With 152 cosponsors at the time of the committee vote—over a third of the entire House—the bill will next move to the floor of the House. A Senate companion bill is also expected to be introduced in the coming weeks.
"Government regulators have deemed cannabis business owners to have certain reputational risks.… Allowing these businesses access to the safety of our American financial institutions minimizes risk for owners and enhances our national security," said Congressman Warren Davidson, R-Ohio.
A draft version of the SAFE Banking Act was discussed during the first-ever congressional hearing about cannabis banking on February 13, 2019. Compared to previous iterations of the bill, the SAFE Banking Act of 2019 adds protection for ancillary businesses like real estate owners, accountants, and other vendors from money laundering and other laws as well as adjusts the tribal language and the definition of "cannabis-related legitimate business." The final version of H.R. 1595, voted on in committee, also includes two provisions aimed at expanding access to financial services for minority-owned and women-owned cannabis-related businesses.
Cannabis and Captive Insurance
There are few, if any, cannabis captives licensed in the United States.

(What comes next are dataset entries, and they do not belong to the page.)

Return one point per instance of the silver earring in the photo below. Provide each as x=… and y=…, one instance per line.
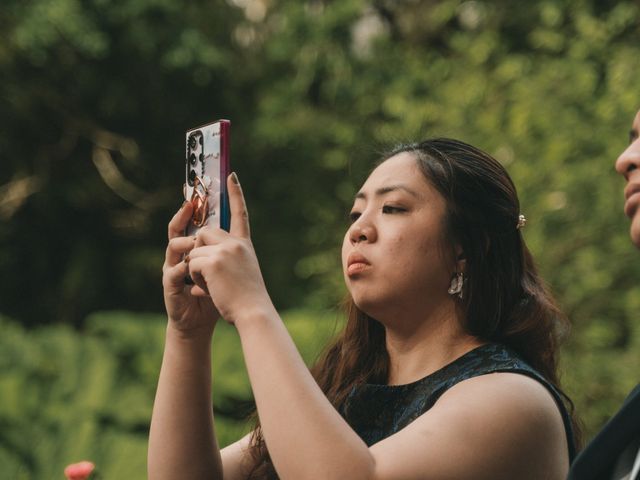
x=456, y=285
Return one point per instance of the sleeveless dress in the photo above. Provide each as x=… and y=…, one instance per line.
x=378, y=411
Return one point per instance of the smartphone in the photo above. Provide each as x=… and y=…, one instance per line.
x=207, y=168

This stems mainly from the fact that cannabis use/ownership/distribution is illegal at the federal level due to its classification as a Schedule I substance under the Controlled Substances Act of 1970. Simply put, financial institutions face significant risk for violating federal law if they offer banking services to marijuana-related businesses, according to the American Bankers Association. Ostensibly, this is something most captive regulators in the United States would rather not deal with.
On a recent panel at the Captive Insurance Companies Association Conference, David Provost, Vermont's top captive regulator, said the "SAFE Banking Act might open doors for captives insuring cannabis."

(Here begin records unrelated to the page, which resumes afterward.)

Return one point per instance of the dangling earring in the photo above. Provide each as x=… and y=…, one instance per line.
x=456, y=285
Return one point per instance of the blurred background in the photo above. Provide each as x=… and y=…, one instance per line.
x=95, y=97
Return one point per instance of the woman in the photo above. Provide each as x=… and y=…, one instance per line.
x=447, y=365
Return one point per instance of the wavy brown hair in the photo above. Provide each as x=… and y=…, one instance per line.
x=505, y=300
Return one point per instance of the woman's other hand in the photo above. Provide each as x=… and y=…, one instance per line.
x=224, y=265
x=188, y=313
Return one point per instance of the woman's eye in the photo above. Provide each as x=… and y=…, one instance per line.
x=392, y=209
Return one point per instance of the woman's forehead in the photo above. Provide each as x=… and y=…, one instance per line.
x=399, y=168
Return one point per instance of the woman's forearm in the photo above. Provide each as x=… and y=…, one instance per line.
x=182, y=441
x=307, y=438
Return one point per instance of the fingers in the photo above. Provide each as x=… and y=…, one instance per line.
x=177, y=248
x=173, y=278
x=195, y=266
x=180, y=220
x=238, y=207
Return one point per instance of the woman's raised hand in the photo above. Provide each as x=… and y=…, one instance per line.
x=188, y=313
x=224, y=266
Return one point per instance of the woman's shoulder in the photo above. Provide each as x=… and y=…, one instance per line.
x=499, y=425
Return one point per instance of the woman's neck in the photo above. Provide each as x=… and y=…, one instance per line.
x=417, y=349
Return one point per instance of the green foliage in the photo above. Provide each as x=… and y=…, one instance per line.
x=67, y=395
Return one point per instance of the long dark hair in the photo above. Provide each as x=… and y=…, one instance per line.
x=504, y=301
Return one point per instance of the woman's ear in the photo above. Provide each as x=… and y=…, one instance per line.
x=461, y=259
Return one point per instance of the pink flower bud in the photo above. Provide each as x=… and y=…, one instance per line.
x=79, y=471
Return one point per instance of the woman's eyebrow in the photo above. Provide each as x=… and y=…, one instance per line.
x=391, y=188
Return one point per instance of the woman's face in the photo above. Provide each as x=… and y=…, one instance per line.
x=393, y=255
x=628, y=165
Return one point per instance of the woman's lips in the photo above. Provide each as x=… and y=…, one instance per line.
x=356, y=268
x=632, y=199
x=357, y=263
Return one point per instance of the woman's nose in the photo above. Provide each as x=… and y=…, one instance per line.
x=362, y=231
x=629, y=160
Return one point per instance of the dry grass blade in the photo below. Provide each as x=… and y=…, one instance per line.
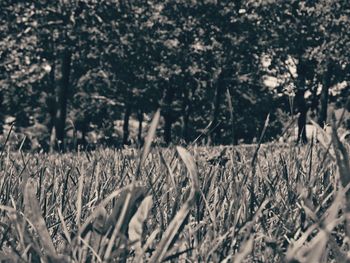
x=191, y=166
x=182, y=214
x=7, y=138
x=136, y=225
x=244, y=251
x=148, y=141
x=33, y=213
x=79, y=200
x=64, y=226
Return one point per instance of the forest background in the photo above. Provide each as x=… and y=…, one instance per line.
x=93, y=72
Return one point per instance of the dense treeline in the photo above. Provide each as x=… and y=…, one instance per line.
x=86, y=72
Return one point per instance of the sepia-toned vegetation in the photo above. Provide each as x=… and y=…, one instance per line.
x=261, y=203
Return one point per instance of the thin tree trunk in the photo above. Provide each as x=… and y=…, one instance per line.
x=62, y=99
x=185, y=114
x=168, y=114
x=322, y=118
x=140, y=119
x=301, y=102
x=214, y=127
x=126, y=123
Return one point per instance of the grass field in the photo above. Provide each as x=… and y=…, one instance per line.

On the same panel, Nancy Gray, regional managing director Americas, Aon Insurance Managers—Vermont said, "Captives have a long history of responding to emerging risks where you can't purchase insurance in the traditional marketplace." She doesn’t believe that the cannabis industry and some of its coverage needs are any different, and she expects if Aon were to proceed with a cannabis captive, it would be offshore.
Mr. Provost added, "Once cannabis becomes legal or taken off Schedule I, the traditional market will step in, and maybe there won't be a need for captives. Right now, the cannabis business is just cut out of normal [insurance] policies with [policy] exclusions, just erase the exclusions and you're done."